El presidente vitalicio de la Asociación de Marinas de Yucatán (AMI) y pionero del sector desde 1974, Mario Esquivel Ríos advirtió que la capacidad de expansión física en Yucalpetén prácticamente está agotada.
La transformación del estado en las últimas cinco décadas ha sido radical, pues según Esquivel Ríos a mediados de los años 70, la región apenas contaba con un par de embarcaciones turísticas, actualmente el panorama es drásticamente distinto, se cuenta con una infraestructura de 36 marinas operativas, 35 en Yucalpetén y una en Telchac Puerto.
Sobre la flota, precisó que son cerca de 4 mil embarcaciones activas en estas instalaciones y cada recinto alberga entre 50 y 200 yates, atendiendo unidades de hasta 100 pies de eslora.
El dinamismo del sector se mide en espacios de atraque y en el flujo de capital internacional.

Según el dirigente de la AMI, el reciente boat show celebrado hace apenas dos semanas confirmó el apetito de los inversionistas, con ventas de unidades que promedian los 500 mil dólares.

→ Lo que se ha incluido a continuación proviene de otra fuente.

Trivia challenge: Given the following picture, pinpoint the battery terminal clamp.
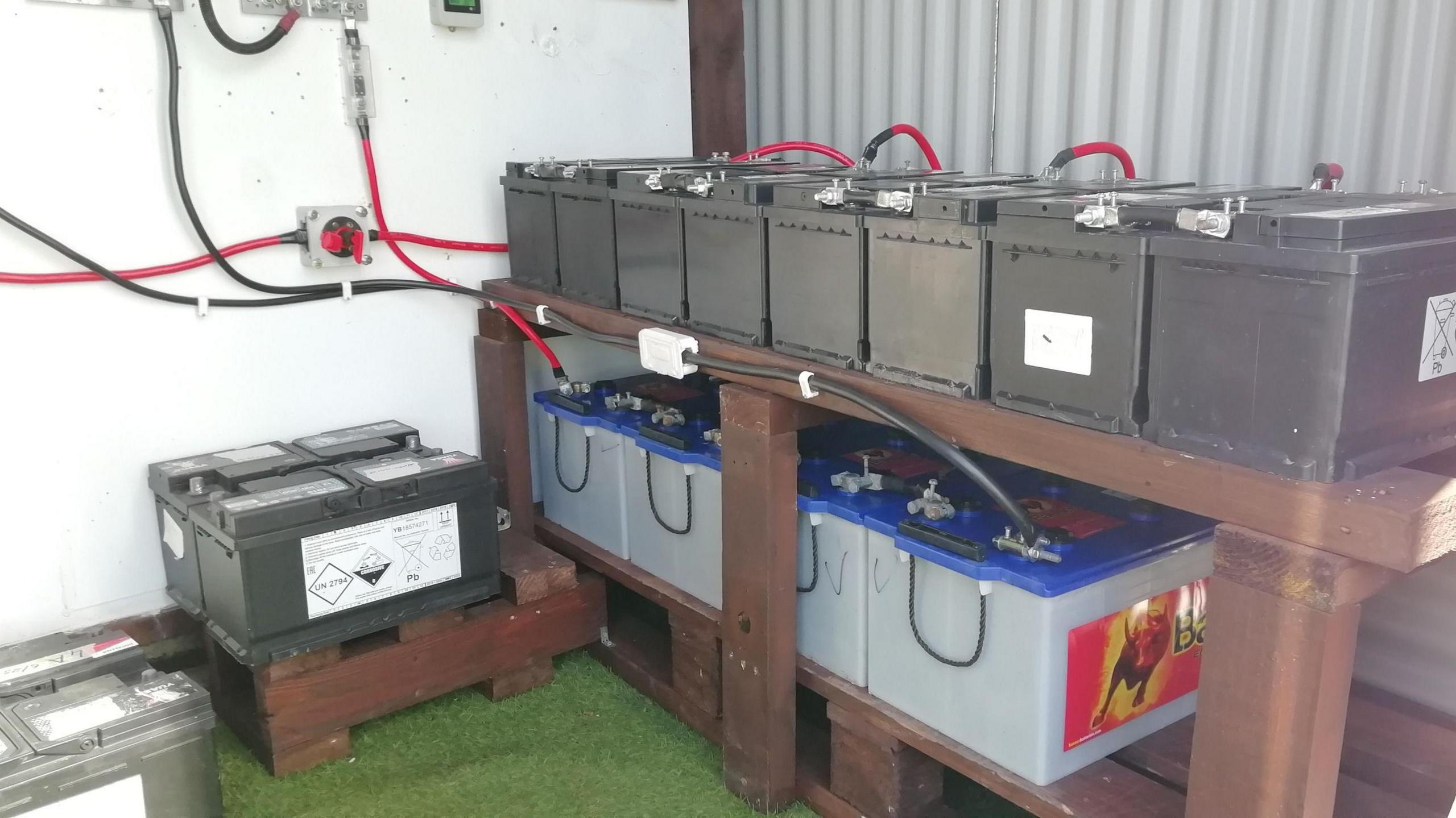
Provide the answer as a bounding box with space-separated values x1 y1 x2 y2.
905 477 955 520
991 525 1061 562
829 454 885 495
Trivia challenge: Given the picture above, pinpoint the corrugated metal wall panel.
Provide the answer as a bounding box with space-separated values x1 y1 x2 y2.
746 0 1456 713
746 0 1456 190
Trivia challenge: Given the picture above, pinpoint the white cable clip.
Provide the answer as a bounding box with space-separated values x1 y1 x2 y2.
799 369 818 399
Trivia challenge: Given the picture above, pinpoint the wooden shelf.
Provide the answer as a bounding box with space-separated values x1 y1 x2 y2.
482 281 1456 571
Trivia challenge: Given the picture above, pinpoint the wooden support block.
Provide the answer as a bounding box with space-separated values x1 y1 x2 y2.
1188 525 1383 818
829 692 945 818
395 608 465 642
501 527 577 605
263 728 354 777
475 324 536 535
719 384 799 812
667 611 722 716
475 658 556 701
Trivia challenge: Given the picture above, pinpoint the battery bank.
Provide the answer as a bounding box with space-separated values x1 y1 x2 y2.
147 441 322 617
176 450 499 665
293 421 419 463
531 374 709 559
623 393 723 608
988 179 1302 437
1149 194 1456 482
0 628 151 704
865 175 1053 399
0 672 223 818
866 472 1213 786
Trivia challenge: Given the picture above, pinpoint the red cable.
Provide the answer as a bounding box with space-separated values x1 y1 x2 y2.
0 236 283 284
890 122 941 171
379 230 510 254
1072 143 1137 179
359 138 562 369
730 141 855 167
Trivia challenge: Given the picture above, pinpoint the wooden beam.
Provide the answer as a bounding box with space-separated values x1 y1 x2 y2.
1188 525 1379 818
475 327 536 533
485 281 1456 571
721 384 799 812
687 0 748 156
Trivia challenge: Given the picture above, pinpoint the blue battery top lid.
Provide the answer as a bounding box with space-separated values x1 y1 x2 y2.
865 468 1214 597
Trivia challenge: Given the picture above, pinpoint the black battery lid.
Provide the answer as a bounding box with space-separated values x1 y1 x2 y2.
0 629 146 700
9 672 211 755
293 421 419 463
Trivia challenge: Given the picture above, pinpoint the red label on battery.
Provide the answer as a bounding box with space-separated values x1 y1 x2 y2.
845 449 946 477
1061 579 1209 750
1017 496 1124 540
627 381 703 403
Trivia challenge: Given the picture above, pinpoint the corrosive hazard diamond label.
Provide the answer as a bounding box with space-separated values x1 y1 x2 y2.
1417 293 1456 380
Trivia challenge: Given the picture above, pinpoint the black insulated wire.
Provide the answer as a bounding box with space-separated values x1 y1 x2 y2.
197 0 299 55
910 556 986 668
642 449 693 537
552 418 591 495
793 522 818 594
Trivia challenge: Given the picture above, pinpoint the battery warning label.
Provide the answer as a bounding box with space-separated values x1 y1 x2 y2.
1417 293 1456 380
300 502 460 618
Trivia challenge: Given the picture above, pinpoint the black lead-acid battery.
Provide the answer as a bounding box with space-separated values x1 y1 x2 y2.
988 179 1302 437
681 171 850 346
763 171 990 368
611 161 833 325
0 671 223 818
865 180 1072 399
1149 194 1456 482
192 450 499 665
0 628 151 704
147 441 323 617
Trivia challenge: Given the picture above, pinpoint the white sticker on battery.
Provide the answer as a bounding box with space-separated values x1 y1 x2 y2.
213 442 283 463
299 502 460 618
1417 293 1456 381
162 511 187 559
354 460 419 480
0 636 137 683
26 696 127 741
1024 310 1092 376
25 776 147 818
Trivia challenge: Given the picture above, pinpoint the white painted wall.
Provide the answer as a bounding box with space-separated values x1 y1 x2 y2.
0 0 690 643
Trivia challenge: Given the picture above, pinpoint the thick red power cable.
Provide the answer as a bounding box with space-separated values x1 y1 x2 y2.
379 230 511 254
731 141 855 167
0 236 283 284
890 122 941 171
359 138 562 371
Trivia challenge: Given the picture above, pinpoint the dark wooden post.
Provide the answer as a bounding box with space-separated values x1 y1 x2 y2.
687 0 748 156
475 309 536 535
1186 525 1395 818
722 384 812 812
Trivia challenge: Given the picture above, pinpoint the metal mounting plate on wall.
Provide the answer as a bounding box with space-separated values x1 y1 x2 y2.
241 0 374 20
31 0 183 15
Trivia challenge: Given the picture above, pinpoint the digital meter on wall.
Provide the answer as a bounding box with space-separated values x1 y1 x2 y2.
429 0 485 28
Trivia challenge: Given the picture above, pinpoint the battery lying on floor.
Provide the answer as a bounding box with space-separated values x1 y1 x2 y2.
0 672 223 818
1149 194 1456 482
866 470 1213 786
0 628 151 704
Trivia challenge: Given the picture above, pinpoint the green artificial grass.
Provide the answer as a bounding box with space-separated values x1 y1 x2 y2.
218 652 1024 818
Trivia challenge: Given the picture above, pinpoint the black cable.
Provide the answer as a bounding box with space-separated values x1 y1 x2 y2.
642 449 693 535
197 0 299 55
793 522 818 594
910 555 986 668
552 418 591 495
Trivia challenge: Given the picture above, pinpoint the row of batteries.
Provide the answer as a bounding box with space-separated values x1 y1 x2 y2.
501 157 1456 482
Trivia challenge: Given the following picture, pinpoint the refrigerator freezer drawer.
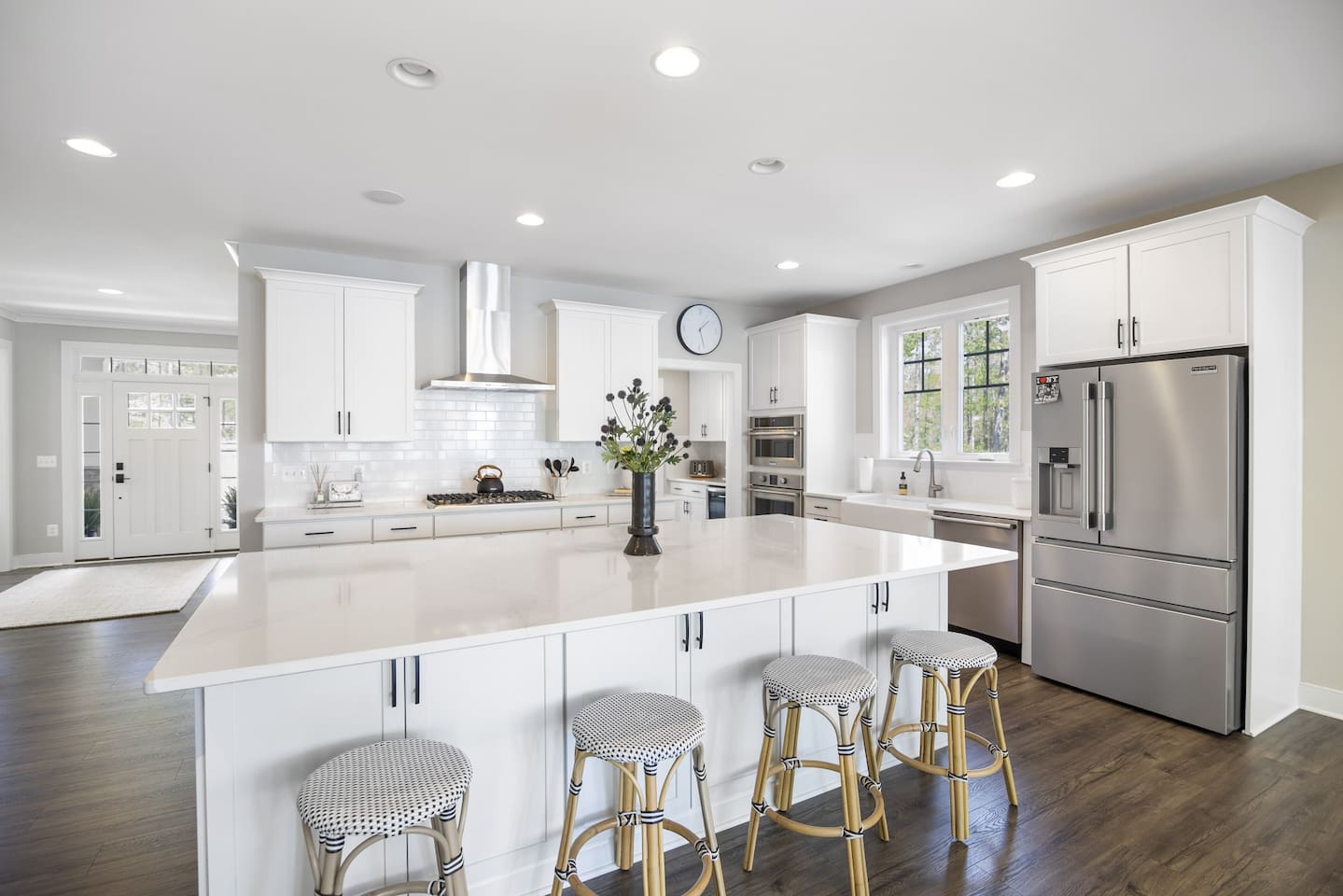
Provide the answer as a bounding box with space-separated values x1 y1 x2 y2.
1031 541 1241 614
1031 584 1241 734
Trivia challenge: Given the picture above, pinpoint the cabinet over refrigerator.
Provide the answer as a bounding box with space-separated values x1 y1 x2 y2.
1031 355 1246 734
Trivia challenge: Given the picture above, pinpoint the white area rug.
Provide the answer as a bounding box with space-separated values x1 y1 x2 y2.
0 557 232 629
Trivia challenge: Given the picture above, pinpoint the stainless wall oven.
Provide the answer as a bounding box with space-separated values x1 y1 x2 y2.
747 473 804 516
748 413 804 469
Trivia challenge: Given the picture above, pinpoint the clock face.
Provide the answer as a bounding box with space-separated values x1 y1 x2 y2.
676 305 722 355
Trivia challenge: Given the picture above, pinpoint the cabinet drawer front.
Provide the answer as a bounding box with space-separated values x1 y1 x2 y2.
264 520 373 551
434 508 560 539
562 507 607 529
373 516 434 541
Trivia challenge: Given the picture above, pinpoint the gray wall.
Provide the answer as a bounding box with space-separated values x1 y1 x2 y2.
815 165 1343 691
12 324 238 554
238 244 789 551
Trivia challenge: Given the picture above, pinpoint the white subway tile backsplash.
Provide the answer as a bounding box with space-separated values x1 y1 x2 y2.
266 391 621 507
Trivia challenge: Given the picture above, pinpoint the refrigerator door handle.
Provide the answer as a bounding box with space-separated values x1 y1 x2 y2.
1096 380 1114 532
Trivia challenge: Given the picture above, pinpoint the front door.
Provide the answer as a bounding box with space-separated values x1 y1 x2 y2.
111 383 217 557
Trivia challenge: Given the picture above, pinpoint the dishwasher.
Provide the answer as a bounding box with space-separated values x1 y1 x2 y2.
932 511 1021 645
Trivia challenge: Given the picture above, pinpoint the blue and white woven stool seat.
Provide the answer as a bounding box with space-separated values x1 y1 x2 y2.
573 693 705 763
764 654 877 707
298 739 471 838
890 631 998 672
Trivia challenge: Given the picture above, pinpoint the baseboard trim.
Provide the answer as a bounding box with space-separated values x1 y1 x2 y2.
13 551 66 569
1300 681 1343 719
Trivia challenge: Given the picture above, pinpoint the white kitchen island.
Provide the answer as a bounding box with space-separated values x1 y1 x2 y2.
145 516 1015 896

El proyecto Yucatán Marina Club es una respuesta necesaria y bienvenida al cien por ciento para sostener el auge que vivimos y este es el último rincón disponible para ampliar el puerto, subrayó Esquivel Ríos.
Los expertos atribuyen este fenómeno a una combinación de factores estratégicos: El turismo de cruceros, pues la llegada de embarcaciones de mayor calado a Progreso ha incentivado la inversión local y foránea.
Yucatán, dijo apuesta por ofrecer servicios especializados, en centros de atención integrales de mecánica, pintura y mantenimiento especializado en fibra de vidrio.
Consideró la confianza económica como un factor determinante para compradores de Estados Unidos y de otros países que ven en la costa yucateca un refugio seguro y rentable para sus activos náuticos.
“La evolución de la industria parece depender ahora de la eficiencia en el uso del suelo restante y de la llegada de nuevos desarrollos que logren absorber la demanda de un sector que apenas está comenzando a desplegar sus velas”, acentuó.